Далек предмет или близок, большой он или маленький – это можно узнать не созерцанием, а только опытом: подойти, измерить, ощупать рукой...

На рубеже XVIII – XIX вв. эту позицию отстаивал Вильгельм фон Гумбольдт, знаменитый немецкий лингвист и просветитель, которым, как и его не менее знаменитым братом Александром, гордится мировая наука. Вильгельм фон Гумбольдт писал: «Рассмотренный непосредственно и сам по себе глаз мог бы воспринимать только границы между различными цветовыми пятнами, а не очертания различных предметов.
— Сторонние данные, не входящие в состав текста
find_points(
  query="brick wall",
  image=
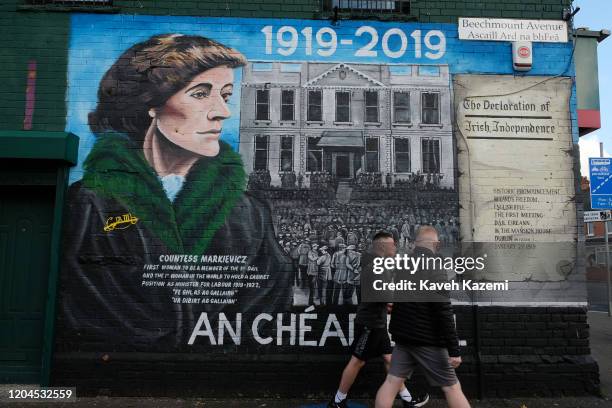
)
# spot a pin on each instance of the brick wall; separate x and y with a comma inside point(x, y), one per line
point(510, 352)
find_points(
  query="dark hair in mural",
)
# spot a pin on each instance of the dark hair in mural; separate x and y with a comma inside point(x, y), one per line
point(382, 235)
point(149, 73)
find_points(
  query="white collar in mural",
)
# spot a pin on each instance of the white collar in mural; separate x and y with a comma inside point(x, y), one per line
point(338, 67)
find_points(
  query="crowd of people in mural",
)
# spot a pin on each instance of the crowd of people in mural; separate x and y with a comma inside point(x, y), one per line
point(325, 239)
point(324, 180)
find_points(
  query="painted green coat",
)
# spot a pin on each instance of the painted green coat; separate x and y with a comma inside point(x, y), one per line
point(103, 302)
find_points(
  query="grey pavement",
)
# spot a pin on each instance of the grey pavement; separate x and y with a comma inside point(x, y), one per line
point(601, 348)
point(104, 402)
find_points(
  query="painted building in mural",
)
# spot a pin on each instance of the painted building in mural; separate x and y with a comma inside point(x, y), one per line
point(347, 119)
point(231, 173)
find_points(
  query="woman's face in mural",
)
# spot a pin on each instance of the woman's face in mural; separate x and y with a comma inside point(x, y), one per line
point(192, 118)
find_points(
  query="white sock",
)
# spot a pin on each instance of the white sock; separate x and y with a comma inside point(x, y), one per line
point(405, 395)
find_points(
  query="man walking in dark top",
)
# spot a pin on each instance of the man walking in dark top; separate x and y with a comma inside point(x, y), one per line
point(371, 337)
point(425, 336)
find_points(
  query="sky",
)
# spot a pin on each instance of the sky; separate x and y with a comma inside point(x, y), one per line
point(597, 14)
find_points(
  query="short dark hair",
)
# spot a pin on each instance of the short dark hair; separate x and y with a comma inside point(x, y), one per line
point(148, 74)
point(383, 234)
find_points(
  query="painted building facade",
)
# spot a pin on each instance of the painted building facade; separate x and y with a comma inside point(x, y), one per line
point(345, 119)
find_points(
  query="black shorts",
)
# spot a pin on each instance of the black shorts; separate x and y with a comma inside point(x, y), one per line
point(370, 342)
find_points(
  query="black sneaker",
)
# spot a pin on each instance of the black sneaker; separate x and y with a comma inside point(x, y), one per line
point(417, 401)
point(334, 404)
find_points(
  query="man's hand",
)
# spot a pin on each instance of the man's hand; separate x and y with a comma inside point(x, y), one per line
point(454, 361)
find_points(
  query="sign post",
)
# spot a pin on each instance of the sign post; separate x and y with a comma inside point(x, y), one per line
point(600, 170)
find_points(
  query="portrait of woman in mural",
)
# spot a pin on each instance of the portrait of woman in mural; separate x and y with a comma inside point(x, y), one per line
point(161, 208)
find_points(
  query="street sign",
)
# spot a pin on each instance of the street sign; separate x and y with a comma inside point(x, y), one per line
point(600, 171)
point(594, 216)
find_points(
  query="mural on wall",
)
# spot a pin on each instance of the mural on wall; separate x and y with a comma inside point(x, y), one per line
point(227, 188)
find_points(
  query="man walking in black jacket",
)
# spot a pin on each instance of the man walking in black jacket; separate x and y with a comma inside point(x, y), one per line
point(371, 337)
point(425, 336)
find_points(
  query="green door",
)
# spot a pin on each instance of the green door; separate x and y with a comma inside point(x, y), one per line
point(26, 218)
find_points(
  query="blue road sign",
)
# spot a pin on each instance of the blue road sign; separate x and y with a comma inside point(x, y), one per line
point(600, 171)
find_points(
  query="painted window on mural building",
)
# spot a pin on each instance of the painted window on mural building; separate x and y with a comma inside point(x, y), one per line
point(401, 107)
point(372, 154)
point(343, 107)
point(286, 153)
point(430, 151)
point(315, 106)
point(430, 108)
point(261, 152)
point(263, 104)
point(402, 155)
point(371, 102)
point(287, 104)
point(314, 161)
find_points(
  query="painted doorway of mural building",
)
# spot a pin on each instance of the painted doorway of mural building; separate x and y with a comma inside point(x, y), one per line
point(26, 220)
point(342, 165)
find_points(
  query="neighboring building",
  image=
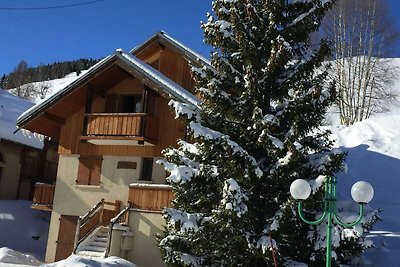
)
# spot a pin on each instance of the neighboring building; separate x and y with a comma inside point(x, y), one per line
point(111, 125)
point(24, 159)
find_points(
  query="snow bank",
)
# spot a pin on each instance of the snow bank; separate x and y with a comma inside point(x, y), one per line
point(10, 256)
point(11, 107)
point(78, 261)
point(22, 228)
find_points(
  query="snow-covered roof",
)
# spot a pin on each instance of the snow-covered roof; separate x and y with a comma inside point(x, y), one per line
point(40, 106)
point(191, 54)
point(11, 107)
point(170, 87)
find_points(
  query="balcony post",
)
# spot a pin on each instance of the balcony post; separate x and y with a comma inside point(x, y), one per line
point(88, 107)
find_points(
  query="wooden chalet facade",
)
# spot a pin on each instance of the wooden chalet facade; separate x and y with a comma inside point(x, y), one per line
point(111, 125)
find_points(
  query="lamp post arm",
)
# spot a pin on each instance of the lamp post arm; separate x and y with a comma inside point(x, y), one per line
point(316, 222)
point(360, 215)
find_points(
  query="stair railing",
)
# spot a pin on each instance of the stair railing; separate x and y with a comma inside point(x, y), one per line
point(94, 218)
point(121, 218)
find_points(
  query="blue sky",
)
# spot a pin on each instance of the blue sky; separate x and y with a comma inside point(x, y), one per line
point(96, 30)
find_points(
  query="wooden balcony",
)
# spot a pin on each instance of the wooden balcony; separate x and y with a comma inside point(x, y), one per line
point(43, 197)
point(120, 128)
point(152, 197)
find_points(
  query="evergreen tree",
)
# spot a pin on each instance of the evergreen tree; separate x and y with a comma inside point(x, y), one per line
point(3, 81)
point(256, 130)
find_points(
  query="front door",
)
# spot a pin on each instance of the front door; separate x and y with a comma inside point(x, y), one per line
point(66, 236)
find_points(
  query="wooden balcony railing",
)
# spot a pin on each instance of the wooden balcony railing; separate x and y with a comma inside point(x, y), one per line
point(137, 125)
point(43, 196)
point(99, 215)
point(150, 196)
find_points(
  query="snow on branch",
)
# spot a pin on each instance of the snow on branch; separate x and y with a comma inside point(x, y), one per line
point(178, 173)
point(200, 131)
point(185, 221)
point(233, 198)
point(181, 109)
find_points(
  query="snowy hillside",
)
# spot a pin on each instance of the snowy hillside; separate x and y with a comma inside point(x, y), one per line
point(11, 107)
point(373, 148)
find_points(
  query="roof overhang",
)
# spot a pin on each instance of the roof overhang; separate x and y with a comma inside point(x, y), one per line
point(48, 116)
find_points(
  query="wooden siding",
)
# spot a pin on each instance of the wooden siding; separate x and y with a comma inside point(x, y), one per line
point(176, 68)
point(163, 127)
point(150, 198)
point(43, 196)
point(115, 124)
К определению последних можно прийти либо с помощью осязающей, ощупывающей пространственное тело руки, либо через движение, при котором один предмет отделяется от другого». Ученому казалось, что у зрения непременно обязан быть учитель, и им объявлялась деятельность иных органов чувств, которым почему-то позволено было не нуждаться в учителях... Некоторые исследователи продолжают отстаивать подобную точку зрения по сию пору.

Слов нет, чтобы всесторонне познавать окружающий мир, необходимо то, что философы называют практикой, но практика вовсе не сводится к одному осязанию или механическим движениям руки. «Чистой пластинки» мало, чтобы воспринимать сигналы органов чувств, нужно еще, чтобы эта пластинка была способна к восприятию, соответствующим образом организована. И не случайно, возражая Локку, его современник, великий немецкий математик Готфрид Вильгельм Лейбниц, говорил, что да, верно, все доставлено разуму органами чувств, за исключением самого разума. А в организации разума центральную роль играет зрение, для своей работы вовсе не нуждающееся в помощи иных источников информации (хотя и не отказывающееся от нее).

Вот, например, птицы: способность различать и узнавать дана им от рождения. Однодневные цыплята, у которых не было времени обучаться, клюют шарики вдесятеро чаще, нежели насыпанные рядом пирамидки, а кружочки всегда предпочитают треугольникам. Если же приходится выбирать между шариком и кружком, без колебаний обращают самое пристальное внимание на объемную фигуру и игнорируют рисунок. Словом, для них самое интересное то, что напоминает пищу.